Pickup trucks are about as American as Apple Pie and the last couple decades has seen them transform from utilitarian workhorse to plush, luxurious family hauler. The change was a natural reaction to the American public's love affair with the pickup and high-end gadget filled luxury cars. With crew cabs having around the same legroom as your average mid-sized car, its no wonder people prefer the useful truck much more these days.
GM knows they must milk the pickup, SUV, crossover craze as much as possible as you never know when gas prices are going to go up, and people are going to want economy cars again. According to Automotive News, GM product chief Mark Reuss said the company has been "constrained" when it comes to larger four-door pickups.
"We're solving things like that," Reuss said. A GM spokesperson declined to go into details according to Automakers News, but we may know what the plan is soon, with GM scheduled to unveil the fourth generation Silverado this Saturday in Detroit.

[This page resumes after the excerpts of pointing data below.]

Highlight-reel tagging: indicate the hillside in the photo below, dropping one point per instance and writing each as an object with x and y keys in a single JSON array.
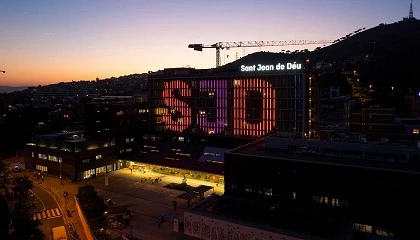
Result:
[
  {"x": 386, "y": 55},
  {"x": 7, "y": 89}
]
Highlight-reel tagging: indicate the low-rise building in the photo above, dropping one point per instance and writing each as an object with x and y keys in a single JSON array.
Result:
[
  {"x": 71, "y": 155},
  {"x": 282, "y": 187}
]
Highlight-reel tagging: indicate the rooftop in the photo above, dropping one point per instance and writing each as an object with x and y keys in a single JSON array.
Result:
[
  {"x": 287, "y": 220},
  {"x": 379, "y": 156}
]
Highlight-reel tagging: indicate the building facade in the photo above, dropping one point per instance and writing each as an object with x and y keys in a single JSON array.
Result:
[
  {"x": 238, "y": 103},
  {"x": 198, "y": 114},
  {"x": 367, "y": 190},
  {"x": 121, "y": 118},
  {"x": 71, "y": 155}
]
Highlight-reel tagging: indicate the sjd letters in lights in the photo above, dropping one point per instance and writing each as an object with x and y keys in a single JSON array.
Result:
[{"x": 176, "y": 89}]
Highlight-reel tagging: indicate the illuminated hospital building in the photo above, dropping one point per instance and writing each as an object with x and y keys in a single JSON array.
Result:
[{"x": 201, "y": 113}]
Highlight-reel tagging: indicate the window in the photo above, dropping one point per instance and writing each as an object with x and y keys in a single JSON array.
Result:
[
  {"x": 268, "y": 191},
  {"x": 41, "y": 168},
  {"x": 52, "y": 158},
  {"x": 335, "y": 202},
  {"x": 362, "y": 227},
  {"x": 249, "y": 188},
  {"x": 384, "y": 232}
]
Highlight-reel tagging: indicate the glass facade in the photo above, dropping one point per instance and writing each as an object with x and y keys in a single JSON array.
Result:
[{"x": 249, "y": 106}]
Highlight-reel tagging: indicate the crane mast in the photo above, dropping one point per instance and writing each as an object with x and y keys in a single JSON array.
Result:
[{"x": 227, "y": 45}]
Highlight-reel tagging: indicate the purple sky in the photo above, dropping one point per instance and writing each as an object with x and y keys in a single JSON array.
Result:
[{"x": 48, "y": 41}]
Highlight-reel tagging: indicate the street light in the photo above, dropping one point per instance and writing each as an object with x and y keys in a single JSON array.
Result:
[{"x": 60, "y": 160}]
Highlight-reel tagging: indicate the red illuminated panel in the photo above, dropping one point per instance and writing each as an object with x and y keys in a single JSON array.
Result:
[
  {"x": 183, "y": 122},
  {"x": 243, "y": 128}
]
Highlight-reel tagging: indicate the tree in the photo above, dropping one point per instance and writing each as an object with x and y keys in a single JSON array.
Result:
[
  {"x": 26, "y": 228},
  {"x": 21, "y": 187}
]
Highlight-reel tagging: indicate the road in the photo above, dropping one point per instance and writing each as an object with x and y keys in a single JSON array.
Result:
[{"x": 52, "y": 215}]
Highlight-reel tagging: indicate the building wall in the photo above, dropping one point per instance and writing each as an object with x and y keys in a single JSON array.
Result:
[
  {"x": 124, "y": 122},
  {"x": 203, "y": 227},
  {"x": 246, "y": 106},
  {"x": 367, "y": 196},
  {"x": 361, "y": 121},
  {"x": 72, "y": 163}
]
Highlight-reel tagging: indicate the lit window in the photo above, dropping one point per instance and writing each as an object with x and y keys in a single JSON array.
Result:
[
  {"x": 268, "y": 191},
  {"x": 362, "y": 227}
]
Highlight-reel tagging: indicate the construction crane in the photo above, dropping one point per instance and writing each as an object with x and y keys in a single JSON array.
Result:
[{"x": 227, "y": 45}]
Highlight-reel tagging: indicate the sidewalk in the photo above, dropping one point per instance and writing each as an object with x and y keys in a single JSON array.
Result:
[
  {"x": 53, "y": 186},
  {"x": 146, "y": 199}
]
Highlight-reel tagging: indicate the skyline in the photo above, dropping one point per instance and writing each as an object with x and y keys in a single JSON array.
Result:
[{"x": 48, "y": 41}]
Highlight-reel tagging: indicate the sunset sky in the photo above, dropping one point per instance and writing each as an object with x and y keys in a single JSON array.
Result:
[{"x": 43, "y": 42}]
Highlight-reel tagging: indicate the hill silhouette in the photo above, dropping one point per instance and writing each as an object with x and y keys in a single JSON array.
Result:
[{"x": 386, "y": 55}]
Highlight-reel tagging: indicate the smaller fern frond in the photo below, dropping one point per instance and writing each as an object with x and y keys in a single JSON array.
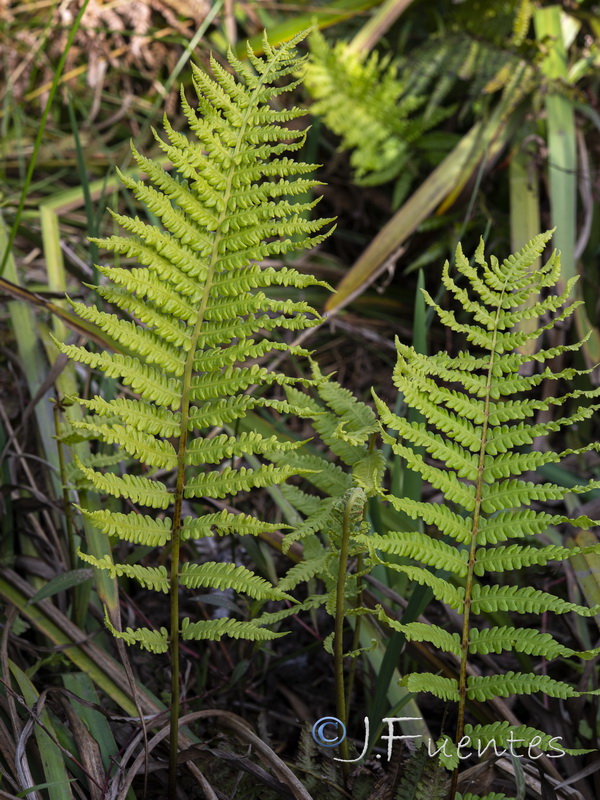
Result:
[
  {"x": 215, "y": 629},
  {"x": 154, "y": 578},
  {"x": 145, "y": 491},
  {"x": 133, "y": 527},
  {"x": 154, "y": 641},
  {"x": 486, "y": 687},
  {"x": 220, "y": 575},
  {"x": 522, "y": 640},
  {"x": 444, "y": 688}
]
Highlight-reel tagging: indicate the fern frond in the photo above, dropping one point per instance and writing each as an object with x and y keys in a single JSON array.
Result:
[
  {"x": 155, "y": 578},
  {"x": 522, "y": 640},
  {"x": 232, "y": 481},
  {"x": 229, "y": 576},
  {"x": 482, "y": 737},
  {"x": 444, "y": 688},
  {"x": 145, "y": 491},
  {"x": 524, "y": 522},
  {"x": 442, "y": 590},
  {"x": 215, "y": 629},
  {"x": 524, "y": 600},
  {"x": 424, "y": 632},
  {"x": 133, "y": 527},
  {"x": 420, "y": 546},
  {"x": 223, "y": 523},
  {"x": 137, "y": 414},
  {"x": 514, "y": 556},
  {"x": 362, "y": 99},
  {"x": 485, "y": 687},
  {"x": 154, "y": 641},
  {"x": 197, "y": 314}
]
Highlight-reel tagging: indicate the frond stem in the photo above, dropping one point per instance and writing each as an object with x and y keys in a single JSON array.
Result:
[
  {"x": 462, "y": 678},
  {"x": 182, "y": 448}
]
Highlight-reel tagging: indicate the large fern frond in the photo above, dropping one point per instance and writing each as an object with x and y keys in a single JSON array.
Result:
[{"x": 193, "y": 319}]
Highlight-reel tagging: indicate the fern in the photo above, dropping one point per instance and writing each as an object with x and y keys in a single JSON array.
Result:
[
  {"x": 470, "y": 448},
  {"x": 363, "y": 99},
  {"x": 194, "y": 307}
]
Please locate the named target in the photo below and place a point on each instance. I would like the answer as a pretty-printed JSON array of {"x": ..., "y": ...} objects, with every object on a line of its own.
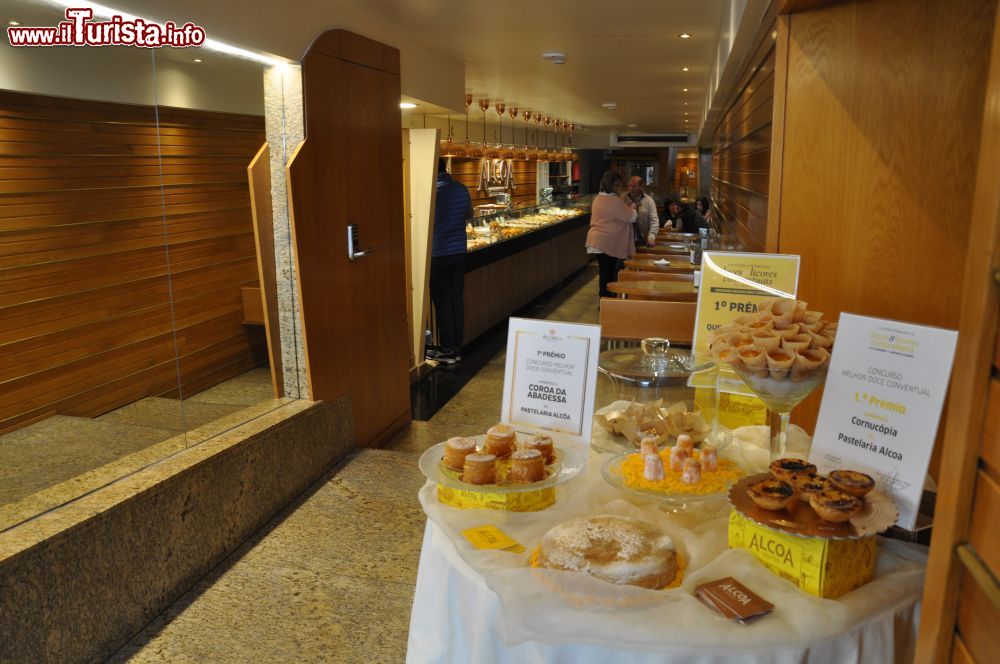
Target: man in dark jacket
[{"x": 451, "y": 212}]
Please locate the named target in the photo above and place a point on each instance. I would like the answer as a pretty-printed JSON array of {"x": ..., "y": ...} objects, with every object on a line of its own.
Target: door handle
[{"x": 353, "y": 253}]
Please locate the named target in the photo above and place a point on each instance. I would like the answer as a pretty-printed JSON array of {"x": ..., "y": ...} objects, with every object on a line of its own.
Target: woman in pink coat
[{"x": 610, "y": 235}]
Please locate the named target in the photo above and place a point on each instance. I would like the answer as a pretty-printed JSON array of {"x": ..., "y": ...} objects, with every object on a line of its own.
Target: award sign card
[
  {"x": 732, "y": 284},
  {"x": 882, "y": 405},
  {"x": 551, "y": 376}
]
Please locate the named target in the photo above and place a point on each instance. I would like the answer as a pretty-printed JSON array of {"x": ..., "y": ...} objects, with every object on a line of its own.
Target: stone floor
[
  {"x": 62, "y": 457},
  {"x": 331, "y": 578}
]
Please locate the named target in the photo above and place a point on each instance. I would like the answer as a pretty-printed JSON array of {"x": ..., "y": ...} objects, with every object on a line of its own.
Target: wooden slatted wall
[
  {"x": 91, "y": 251},
  {"x": 741, "y": 154},
  {"x": 525, "y": 192}
]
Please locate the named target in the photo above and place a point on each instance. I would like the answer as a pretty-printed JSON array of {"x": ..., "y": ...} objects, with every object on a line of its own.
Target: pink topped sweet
[
  {"x": 648, "y": 447},
  {"x": 678, "y": 455},
  {"x": 692, "y": 472},
  {"x": 709, "y": 458},
  {"x": 653, "y": 470}
]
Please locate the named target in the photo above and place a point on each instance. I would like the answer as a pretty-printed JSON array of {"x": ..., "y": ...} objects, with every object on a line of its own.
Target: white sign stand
[
  {"x": 882, "y": 405},
  {"x": 551, "y": 377}
]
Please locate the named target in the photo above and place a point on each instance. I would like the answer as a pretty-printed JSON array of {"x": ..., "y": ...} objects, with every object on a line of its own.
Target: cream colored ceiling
[{"x": 627, "y": 53}]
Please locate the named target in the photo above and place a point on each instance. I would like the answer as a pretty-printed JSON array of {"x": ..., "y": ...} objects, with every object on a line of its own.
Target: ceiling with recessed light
[{"x": 629, "y": 55}]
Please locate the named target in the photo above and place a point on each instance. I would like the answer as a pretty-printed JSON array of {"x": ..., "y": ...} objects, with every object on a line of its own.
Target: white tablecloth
[{"x": 476, "y": 606}]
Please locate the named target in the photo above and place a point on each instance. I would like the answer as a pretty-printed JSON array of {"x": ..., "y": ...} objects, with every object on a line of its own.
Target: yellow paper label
[
  {"x": 519, "y": 501},
  {"x": 733, "y": 283},
  {"x": 821, "y": 567},
  {"x": 491, "y": 537},
  {"x": 735, "y": 410}
]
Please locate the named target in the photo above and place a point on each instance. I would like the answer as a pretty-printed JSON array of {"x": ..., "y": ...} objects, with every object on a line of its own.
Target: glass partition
[{"x": 134, "y": 281}]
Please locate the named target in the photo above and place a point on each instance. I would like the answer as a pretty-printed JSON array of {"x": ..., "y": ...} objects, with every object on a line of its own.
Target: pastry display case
[{"x": 487, "y": 229}]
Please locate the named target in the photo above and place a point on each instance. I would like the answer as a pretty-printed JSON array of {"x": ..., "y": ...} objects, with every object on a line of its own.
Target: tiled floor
[{"x": 331, "y": 578}]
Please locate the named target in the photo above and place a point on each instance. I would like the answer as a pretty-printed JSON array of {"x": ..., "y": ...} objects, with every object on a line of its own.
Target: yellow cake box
[
  {"x": 823, "y": 567},
  {"x": 532, "y": 500}
]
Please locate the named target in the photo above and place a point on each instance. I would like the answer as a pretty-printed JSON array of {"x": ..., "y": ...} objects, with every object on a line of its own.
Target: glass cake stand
[{"x": 780, "y": 396}]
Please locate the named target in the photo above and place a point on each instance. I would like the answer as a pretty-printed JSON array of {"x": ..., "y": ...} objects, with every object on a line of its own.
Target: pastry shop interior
[{"x": 345, "y": 334}]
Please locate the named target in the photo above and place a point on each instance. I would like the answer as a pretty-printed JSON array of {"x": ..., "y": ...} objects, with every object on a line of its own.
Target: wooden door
[
  {"x": 960, "y": 616},
  {"x": 349, "y": 171}
]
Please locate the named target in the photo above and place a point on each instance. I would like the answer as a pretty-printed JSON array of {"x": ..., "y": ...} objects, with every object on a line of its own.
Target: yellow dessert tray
[{"x": 616, "y": 473}]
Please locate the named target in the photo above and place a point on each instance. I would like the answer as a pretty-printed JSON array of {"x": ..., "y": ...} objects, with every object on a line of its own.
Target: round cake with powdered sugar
[{"x": 616, "y": 549}]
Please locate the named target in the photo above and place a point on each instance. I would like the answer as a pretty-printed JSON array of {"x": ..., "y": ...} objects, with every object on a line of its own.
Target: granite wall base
[{"x": 78, "y": 582}]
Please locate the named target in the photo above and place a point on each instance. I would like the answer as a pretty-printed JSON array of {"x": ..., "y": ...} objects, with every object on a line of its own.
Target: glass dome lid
[{"x": 653, "y": 363}]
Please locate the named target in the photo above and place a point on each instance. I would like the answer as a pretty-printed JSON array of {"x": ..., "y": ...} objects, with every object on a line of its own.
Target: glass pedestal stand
[{"x": 780, "y": 396}]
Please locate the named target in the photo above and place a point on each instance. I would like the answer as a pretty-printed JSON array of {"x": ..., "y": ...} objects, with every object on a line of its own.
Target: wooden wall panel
[
  {"x": 875, "y": 181},
  {"x": 741, "y": 152},
  {"x": 106, "y": 280}
]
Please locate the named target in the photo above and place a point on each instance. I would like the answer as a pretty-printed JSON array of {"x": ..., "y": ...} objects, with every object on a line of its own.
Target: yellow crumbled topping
[{"x": 714, "y": 481}]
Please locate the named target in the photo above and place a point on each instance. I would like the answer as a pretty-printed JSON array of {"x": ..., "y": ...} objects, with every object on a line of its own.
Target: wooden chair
[
  {"x": 634, "y": 320},
  {"x": 641, "y": 275}
]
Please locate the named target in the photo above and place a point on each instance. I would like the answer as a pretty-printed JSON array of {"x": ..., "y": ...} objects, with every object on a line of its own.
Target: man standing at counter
[
  {"x": 452, "y": 210},
  {"x": 646, "y": 224}
]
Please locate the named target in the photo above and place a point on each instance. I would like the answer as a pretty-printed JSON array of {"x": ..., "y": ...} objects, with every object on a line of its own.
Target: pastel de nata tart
[
  {"x": 527, "y": 466},
  {"x": 480, "y": 469},
  {"x": 455, "y": 451},
  {"x": 500, "y": 441},
  {"x": 783, "y": 469},
  {"x": 612, "y": 548},
  {"x": 852, "y": 482},
  {"x": 772, "y": 494},
  {"x": 805, "y": 485},
  {"x": 835, "y": 506}
]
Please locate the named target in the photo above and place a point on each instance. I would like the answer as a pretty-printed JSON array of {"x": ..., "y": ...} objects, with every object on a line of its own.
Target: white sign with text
[
  {"x": 882, "y": 405},
  {"x": 551, "y": 376}
]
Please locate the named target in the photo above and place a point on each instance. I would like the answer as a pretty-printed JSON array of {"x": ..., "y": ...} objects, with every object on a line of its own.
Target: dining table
[
  {"x": 491, "y": 605},
  {"x": 663, "y": 291},
  {"x": 665, "y": 264}
]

Crew cabs make up 60 percent of GM's large truck sales which is up from 50 percent five years ago. Silverado sales rose 1.9 percent to 585,864 last year showing how important this segment is to the Detroit giant. The company reported that they're spending $3 billion on retooling the three plants that build the Silverado and brother Sierra, with Ruess saying the company has a "laser focus" on customer needs with the next generation trucks.
With fierce competition from Ford and their ever-popular F-Series lineup, its important GM focuses not only on capability but fuel economy as well. GM is expected to add a 10-speed automatic transmission which they co-developed with Ford, and that should help in that regard.